Léocadie et Sophie continuèrent à marcher en silence, cachant leurs mains dans leurs poches pour les dissimuler au vent piquant de la fin septembre. Un an auparavant, ces deux jeunes filles marchaient main dans la main pour faire des achats au marché de croix rousse ; elles étaient entre temps devenues les meilleurs ennemies du monde, l’une défendant la cause de la liberté de penser, l’autre engagée dans le camp adverse.

_ Depuis quand es-tu avec eux, demanda Léocadie d’une voix étranglée ?

_ Depuis le début, dit Sophie. Dès que tu as fondé ton Comité, Dool est venu me voir. Il m’a dit que tu t’engageais sur un chemin dangereux et qu’il voulait éviter que tu ne te fasses du mal, involontairement.

_ Tu le renseignais ?

Léocadie repensait à Dool tournant autour de leur loft. Elle s’était demandé à l’époque comment il avait pu connaître leur adresse. L’appartement n’était pas déclaré, il n’avait pas de boîte aux lettres ni d’adresse média.

_ Oui, au début, je lui ai donné toutes les informations qu’il me demandait. J’étais persuadée s’agir pour ton bien. Quand j’ai commencé à en savoir un peu plus sur eux, j’ai espacé mes informations, puis arrêté d’en donner.

_ Tu as gardé des contacts avec eux ?

_ Oui.

_ Ils savent où je suis ?

_ Non. Et je me fais du souci. D’ailleurs tout le monde se demande ce que tu fais. Tout le monde s’inquiète.

Léocadie sourit, du même sourire dont se pare parfois Dool. Ils ne savaient pas où elle était ; elle les menait en bateau, elle se jouait d’eux, elle les tournait en bourrique.

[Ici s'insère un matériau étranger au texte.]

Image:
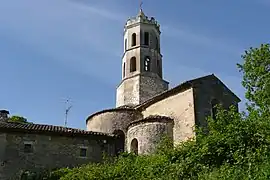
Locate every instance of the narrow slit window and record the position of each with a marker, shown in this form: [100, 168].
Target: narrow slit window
[125, 44]
[124, 70]
[83, 152]
[147, 63]
[133, 64]
[214, 104]
[28, 148]
[146, 38]
[134, 146]
[133, 39]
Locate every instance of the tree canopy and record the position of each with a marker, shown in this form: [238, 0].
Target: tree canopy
[236, 145]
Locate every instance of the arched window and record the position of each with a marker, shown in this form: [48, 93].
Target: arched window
[125, 44]
[158, 68]
[133, 42]
[133, 64]
[147, 63]
[214, 104]
[134, 146]
[157, 44]
[146, 38]
[120, 143]
[124, 70]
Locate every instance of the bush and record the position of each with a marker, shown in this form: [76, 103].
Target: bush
[234, 147]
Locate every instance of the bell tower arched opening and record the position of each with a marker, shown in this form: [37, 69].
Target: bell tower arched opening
[134, 146]
[120, 143]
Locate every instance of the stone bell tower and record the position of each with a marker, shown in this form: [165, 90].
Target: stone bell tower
[141, 62]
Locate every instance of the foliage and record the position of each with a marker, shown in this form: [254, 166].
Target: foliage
[235, 145]
[18, 119]
[256, 77]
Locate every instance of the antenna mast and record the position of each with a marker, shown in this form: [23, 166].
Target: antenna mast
[68, 107]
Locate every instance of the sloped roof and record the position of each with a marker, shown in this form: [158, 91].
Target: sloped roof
[151, 118]
[186, 85]
[42, 128]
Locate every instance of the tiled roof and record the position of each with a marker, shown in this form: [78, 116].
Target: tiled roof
[121, 108]
[42, 128]
[151, 118]
[179, 88]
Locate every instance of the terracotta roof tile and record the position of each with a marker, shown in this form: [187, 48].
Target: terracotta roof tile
[185, 85]
[42, 128]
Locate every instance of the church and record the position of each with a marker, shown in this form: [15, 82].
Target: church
[146, 110]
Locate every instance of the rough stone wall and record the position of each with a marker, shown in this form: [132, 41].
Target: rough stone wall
[139, 88]
[48, 152]
[179, 107]
[128, 92]
[150, 86]
[110, 121]
[205, 92]
[148, 135]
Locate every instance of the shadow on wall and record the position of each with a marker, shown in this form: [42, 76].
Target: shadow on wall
[120, 142]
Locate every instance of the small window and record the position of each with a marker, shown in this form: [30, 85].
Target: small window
[158, 68]
[83, 152]
[28, 148]
[146, 38]
[133, 64]
[133, 42]
[214, 104]
[157, 44]
[147, 63]
[125, 44]
[134, 146]
[124, 70]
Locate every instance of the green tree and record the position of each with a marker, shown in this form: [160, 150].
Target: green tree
[18, 119]
[256, 77]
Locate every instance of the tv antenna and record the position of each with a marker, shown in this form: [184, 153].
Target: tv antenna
[68, 107]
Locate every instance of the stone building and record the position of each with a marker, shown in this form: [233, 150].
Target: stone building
[37, 147]
[146, 110]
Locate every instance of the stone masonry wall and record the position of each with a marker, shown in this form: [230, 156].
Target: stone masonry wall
[48, 152]
[150, 86]
[179, 107]
[128, 92]
[205, 93]
[140, 88]
[148, 135]
[110, 121]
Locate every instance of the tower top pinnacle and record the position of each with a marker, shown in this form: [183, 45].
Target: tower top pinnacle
[141, 18]
[141, 3]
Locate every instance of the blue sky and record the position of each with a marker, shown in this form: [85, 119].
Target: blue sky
[54, 49]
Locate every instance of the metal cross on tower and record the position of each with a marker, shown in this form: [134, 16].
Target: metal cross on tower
[141, 3]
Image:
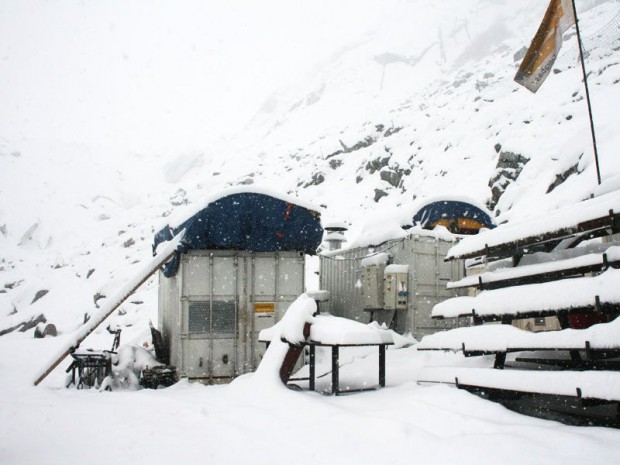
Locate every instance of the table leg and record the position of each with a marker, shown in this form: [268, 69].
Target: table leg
[382, 365]
[335, 373]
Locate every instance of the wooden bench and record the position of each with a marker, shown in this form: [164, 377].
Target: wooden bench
[534, 271]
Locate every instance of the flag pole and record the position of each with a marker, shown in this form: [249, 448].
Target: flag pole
[585, 82]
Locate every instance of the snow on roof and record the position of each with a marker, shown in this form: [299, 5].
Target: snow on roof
[554, 263]
[335, 224]
[593, 384]
[328, 329]
[565, 217]
[550, 296]
[429, 210]
[184, 214]
[493, 337]
[325, 329]
[420, 203]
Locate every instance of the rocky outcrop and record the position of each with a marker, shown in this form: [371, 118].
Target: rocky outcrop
[508, 169]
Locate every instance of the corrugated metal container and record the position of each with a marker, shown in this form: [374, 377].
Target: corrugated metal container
[211, 311]
[341, 273]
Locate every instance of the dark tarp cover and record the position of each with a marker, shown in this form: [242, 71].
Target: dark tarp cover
[246, 221]
[429, 214]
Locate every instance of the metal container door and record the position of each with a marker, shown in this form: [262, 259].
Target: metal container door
[211, 337]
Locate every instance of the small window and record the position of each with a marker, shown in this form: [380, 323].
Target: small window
[223, 317]
[198, 317]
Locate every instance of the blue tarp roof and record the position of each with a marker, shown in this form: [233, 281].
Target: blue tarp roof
[248, 221]
[432, 212]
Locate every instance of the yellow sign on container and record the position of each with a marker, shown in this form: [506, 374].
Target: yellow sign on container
[264, 307]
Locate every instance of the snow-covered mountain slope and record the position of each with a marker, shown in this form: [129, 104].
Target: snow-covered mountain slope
[419, 102]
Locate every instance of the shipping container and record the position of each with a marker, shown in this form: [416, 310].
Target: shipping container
[212, 310]
[364, 286]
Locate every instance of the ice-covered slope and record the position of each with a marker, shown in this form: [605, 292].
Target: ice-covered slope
[420, 102]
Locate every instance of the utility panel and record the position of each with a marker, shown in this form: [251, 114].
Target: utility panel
[372, 280]
[395, 289]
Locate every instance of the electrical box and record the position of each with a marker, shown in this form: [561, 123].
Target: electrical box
[372, 286]
[372, 280]
[395, 289]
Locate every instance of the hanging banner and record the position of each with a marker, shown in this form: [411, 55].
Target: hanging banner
[546, 44]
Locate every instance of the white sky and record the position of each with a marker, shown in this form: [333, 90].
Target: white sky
[144, 74]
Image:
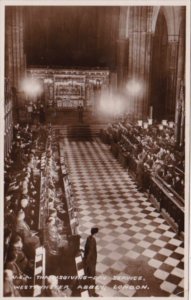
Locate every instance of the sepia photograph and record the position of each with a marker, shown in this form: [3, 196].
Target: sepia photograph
[96, 149]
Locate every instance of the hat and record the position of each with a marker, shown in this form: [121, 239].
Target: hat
[52, 280]
[94, 230]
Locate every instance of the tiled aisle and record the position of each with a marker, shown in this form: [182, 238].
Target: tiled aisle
[138, 253]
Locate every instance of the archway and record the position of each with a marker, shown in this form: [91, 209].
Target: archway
[159, 68]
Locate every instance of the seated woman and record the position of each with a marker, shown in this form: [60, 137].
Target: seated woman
[54, 240]
[54, 290]
[9, 289]
[19, 277]
[25, 265]
[30, 240]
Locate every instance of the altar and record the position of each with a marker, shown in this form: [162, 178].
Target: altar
[68, 88]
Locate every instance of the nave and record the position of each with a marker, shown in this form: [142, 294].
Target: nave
[133, 239]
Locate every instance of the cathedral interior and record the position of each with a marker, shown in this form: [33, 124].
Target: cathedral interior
[94, 137]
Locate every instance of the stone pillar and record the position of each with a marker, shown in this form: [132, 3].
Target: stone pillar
[122, 62]
[180, 117]
[172, 59]
[139, 62]
[140, 45]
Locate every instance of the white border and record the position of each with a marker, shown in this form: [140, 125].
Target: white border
[186, 3]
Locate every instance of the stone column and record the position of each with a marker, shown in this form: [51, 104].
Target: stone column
[122, 62]
[172, 59]
[139, 62]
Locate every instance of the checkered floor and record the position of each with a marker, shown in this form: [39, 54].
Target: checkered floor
[138, 253]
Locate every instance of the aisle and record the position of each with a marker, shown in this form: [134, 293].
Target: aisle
[138, 253]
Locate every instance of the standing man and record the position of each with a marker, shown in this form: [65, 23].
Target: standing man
[90, 259]
[80, 113]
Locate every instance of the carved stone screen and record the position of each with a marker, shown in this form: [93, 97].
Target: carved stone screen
[69, 88]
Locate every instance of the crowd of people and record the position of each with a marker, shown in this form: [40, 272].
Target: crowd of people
[25, 199]
[153, 148]
[21, 189]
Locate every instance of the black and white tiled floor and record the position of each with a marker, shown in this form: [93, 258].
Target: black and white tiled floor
[138, 253]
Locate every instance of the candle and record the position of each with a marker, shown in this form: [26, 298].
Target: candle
[140, 123]
[151, 112]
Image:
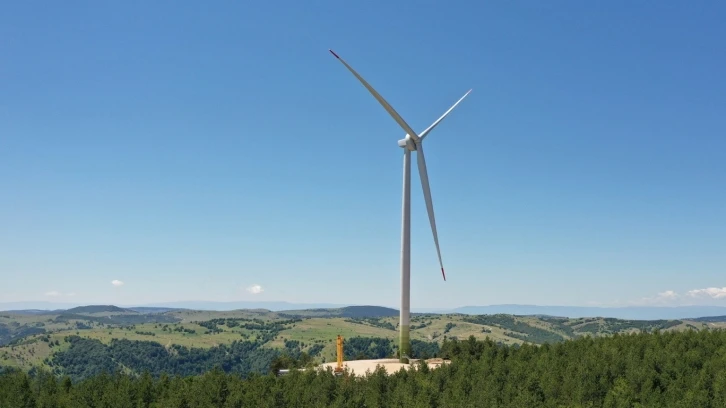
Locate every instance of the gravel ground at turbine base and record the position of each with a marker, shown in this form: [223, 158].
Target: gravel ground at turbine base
[359, 367]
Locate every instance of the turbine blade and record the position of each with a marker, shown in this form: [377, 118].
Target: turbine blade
[423, 173]
[423, 134]
[380, 99]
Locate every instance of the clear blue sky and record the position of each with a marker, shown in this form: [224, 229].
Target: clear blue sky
[192, 150]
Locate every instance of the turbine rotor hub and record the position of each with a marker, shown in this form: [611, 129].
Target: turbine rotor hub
[407, 143]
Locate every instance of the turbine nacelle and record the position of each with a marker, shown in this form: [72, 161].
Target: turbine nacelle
[407, 143]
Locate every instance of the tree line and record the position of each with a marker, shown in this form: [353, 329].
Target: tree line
[660, 369]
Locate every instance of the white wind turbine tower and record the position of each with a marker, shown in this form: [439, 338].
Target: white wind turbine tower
[411, 142]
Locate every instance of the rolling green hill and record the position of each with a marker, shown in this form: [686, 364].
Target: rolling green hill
[84, 341]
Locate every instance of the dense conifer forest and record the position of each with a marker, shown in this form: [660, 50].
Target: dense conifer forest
[661, 369]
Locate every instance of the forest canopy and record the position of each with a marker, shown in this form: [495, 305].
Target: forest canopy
[673, 369]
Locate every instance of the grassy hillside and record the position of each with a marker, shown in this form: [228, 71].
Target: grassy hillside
[51, 341]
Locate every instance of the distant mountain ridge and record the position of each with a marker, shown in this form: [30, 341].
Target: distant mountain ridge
[630, 312]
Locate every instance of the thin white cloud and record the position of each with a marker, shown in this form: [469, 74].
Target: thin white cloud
[670, 297]
[714, 293]
[55, 293]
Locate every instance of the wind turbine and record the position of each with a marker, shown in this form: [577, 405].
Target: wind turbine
[411, 142]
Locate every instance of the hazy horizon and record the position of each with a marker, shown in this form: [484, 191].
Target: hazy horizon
[152, 153]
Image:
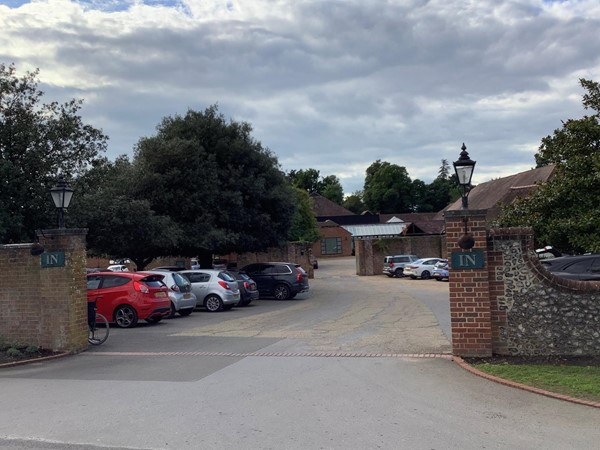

_ Il ne faut pas que tu dises que tu m’as vu.

_ Ne t’inquiètes pas, je ne leur sert plus d’informatrice. Mais ils en ont d’autres.

_ Qui ?

_ Je sais pas. Méfie-toi de tout le monde. La preuve, ta meilleure amie t’as trahie.

_ Je ne parlais pas de Dool, mais du groupe. Ne leurs dit pas que tu m’as vue.

_ Pourquoi ?

_ Je ne veux pas qu’ils me recherchent.

_ Mais pourquoi ? Qu’est ce que tu manigances ?

Les deux filles échangèrent un long regard appuyé.

_ Je ne te dirai rien, Sophie.

_ D’accord. Je…je voulais juste te dire une chose. Au début, quand j’ai commencé à jouer un double jeu, je m’en suis voulue. Je voulais te le dire, mais quelque chose m’en a empêché. Je ne sais pas ce que c’est.

_ Moi, je le sais. Tu n’as pas à t’en vouloir, tu es tombée sous le joug du Tudal. Reste à savoir pourquoi je résiste depuis si longtemps à son emprise.